After sowing—without herbicides, chemical fertilizers, or pesticides—they employed entirely traditional methods. Wu Nanhai and Fa Shilu spent every day in the paddies, constantly exchanging farming insights with Wang Tian and their workers, devising various homespun solutions to emerging problems.
Growing crops without modern agricultural inputs proved initially quite painful for Agricultural Committee members accustomed to modern farming. None had truly foreseen how remarkable the petrochemical agriculture that environmental critics loved to disparage actually was.
Where fifty kilograms of chemical fertilizer per mu once guaranteed high yields, now each mu required half a ton of base fertilizer plus multiple follow-up applications. Growing two hundred mu of high-yield fields had nearly exhausted Wu Nanhai's accumulated fertilizer from most of a year's preparation—leaving the other three hundred mu severely underfertilized.
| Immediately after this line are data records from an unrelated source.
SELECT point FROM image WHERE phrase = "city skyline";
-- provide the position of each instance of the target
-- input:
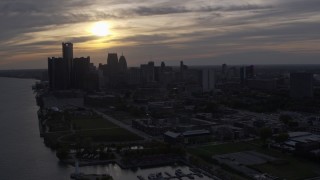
(197, 32)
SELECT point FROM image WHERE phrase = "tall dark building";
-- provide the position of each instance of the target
(56, 78)
(246, 72)
(301, 85)
(122, 64)
(65, 72)
(67, 54)
(81, 67)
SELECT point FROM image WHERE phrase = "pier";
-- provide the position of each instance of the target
(178, 175)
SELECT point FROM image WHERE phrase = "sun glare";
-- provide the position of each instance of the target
(100, 29)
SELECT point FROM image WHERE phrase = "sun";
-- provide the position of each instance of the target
(100, 29)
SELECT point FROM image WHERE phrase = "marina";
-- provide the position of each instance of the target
(178, 174)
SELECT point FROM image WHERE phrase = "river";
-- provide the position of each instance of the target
(22, 152)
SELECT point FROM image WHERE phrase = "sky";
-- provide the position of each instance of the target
(199, 32)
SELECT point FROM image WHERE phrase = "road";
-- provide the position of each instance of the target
(125, 126)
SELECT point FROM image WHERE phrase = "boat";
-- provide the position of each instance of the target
(168, 174)
(152, 177)
(140, 178)
(190, 176)
(179, 173)
(198, 174)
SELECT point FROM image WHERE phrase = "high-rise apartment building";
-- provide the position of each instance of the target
(301, 85)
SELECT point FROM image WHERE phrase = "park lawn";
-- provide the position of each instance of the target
(293, 168)
(95, 123)
(107, 135)
(228, 148)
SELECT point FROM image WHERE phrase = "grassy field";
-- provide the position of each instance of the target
(95, 123)
(107, 135)
(292, 168)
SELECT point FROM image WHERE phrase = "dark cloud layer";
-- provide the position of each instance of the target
(196, 30)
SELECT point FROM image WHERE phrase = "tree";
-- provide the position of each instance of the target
(285, 118)
(282, 137)
(62, 152)
(265, 134)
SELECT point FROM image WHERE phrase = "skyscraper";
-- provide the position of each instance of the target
(122, 64)
(301, 85)
(67, 54)
(208, 83)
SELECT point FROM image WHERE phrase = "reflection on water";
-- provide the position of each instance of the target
(23, 154)
(120, 174)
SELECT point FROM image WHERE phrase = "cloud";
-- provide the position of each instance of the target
(172, 29)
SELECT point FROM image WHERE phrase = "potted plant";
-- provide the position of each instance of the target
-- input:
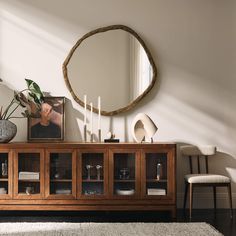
(29, 99)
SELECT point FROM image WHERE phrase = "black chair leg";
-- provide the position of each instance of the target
(230, 200)
(214, 194)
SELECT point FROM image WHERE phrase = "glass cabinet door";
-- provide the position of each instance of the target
(29, 174)
(61, 174)
(157, 174)
(93, 174)
(5, 174)
(125, 174)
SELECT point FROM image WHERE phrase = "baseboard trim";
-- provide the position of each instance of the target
(203, 200)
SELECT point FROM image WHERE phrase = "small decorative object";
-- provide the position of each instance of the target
(49, 125)
(29, 190)
(159, 171)
(33, 98)
(57, 175)
(124, 173)
(88, 167)
(4, 169)
(143, 128)
(98, 167)
(7, 131)
(3, 191)
(125, 191)
(111, 138)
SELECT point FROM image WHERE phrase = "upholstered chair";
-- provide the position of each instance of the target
(203, 178)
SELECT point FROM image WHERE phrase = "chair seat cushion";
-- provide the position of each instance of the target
(206, 178)
(205, 150)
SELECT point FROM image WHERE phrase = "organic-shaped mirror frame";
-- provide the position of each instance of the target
(101, 30)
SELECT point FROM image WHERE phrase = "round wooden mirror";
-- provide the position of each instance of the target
(111, 62)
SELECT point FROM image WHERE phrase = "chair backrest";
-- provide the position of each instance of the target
(197, 152)
(202, 165)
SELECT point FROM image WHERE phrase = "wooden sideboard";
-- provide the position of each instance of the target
(88, 176)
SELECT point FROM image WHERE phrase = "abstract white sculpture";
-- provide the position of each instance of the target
(143, 128)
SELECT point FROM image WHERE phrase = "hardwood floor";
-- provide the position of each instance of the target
(220, 219)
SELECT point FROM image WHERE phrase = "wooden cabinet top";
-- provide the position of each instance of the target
(13, 145)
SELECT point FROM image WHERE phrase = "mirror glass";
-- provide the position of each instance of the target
(113, 64)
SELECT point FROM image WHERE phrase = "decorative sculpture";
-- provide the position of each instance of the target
(143, 128)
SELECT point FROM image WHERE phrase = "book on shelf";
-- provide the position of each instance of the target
(156, 191)
(63, 191)
(24, 175)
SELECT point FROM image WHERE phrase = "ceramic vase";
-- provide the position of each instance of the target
(7, 131)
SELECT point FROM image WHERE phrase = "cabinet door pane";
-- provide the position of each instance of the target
(4, 174)
(61, 173)
(92, 174)
(124, 174)
(156, 174)
(29, 173)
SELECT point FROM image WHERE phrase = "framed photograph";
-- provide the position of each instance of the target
(50, 124)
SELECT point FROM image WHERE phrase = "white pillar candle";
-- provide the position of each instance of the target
(85, 109)
(99, 112)
(91, 118)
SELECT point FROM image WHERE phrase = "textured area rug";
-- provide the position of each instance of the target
(107, 229)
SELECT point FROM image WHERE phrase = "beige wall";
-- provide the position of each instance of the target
(193, 45)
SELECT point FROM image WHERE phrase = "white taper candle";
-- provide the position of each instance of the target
(99, 112)
(85, 109)
(91, 118)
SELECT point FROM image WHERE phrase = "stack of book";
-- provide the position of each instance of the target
(63, 191)
(156, 191)
(24, 175)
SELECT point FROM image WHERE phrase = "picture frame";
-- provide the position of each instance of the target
(50, 125)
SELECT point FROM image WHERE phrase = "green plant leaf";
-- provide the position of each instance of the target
(35, 91)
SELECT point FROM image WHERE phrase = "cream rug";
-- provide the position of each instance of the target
(107, 229)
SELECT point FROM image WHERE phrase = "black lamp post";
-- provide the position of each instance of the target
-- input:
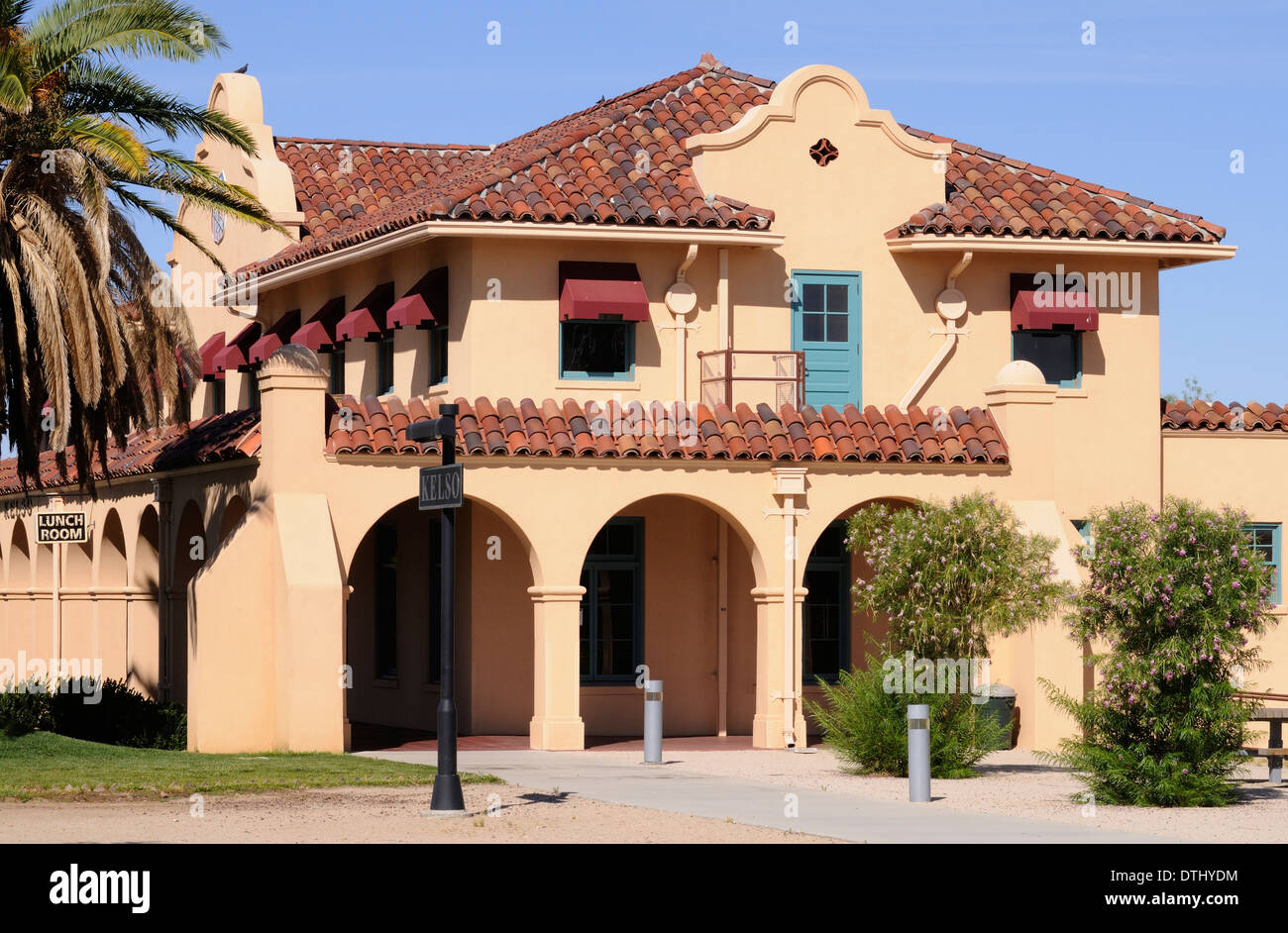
(446, 495)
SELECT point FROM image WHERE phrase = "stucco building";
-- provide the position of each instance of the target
(691, 328)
Then came the weeds, rice rust, blast disease, pest infestations... every conceivable rice-growing problem confronted them. Issues easily solved with modern technology became heavy labor here. Until the Chemistry Department manufactured calcium chlorate, weeding was done entirely by hand under Wang Tian's direction. For pesticides, they scoured the Great Library for traditional formulations, established a workshop for compounding, and tried one remedy after another until problems were eventually overcome.
Now the grain-filling period was ending. On Wan Lihui's suggestion, the paddies began draining for field-drying. Drying reduced lodging, decreased pest damage, hardened the ground surface, and facilitated harvesting—all highly beneficial for yields. But timing required skill—judging the right moment was precisely the core task of farming cadres. The Wan family had grown rice for generations; Wan Lihui possessed considerable experience.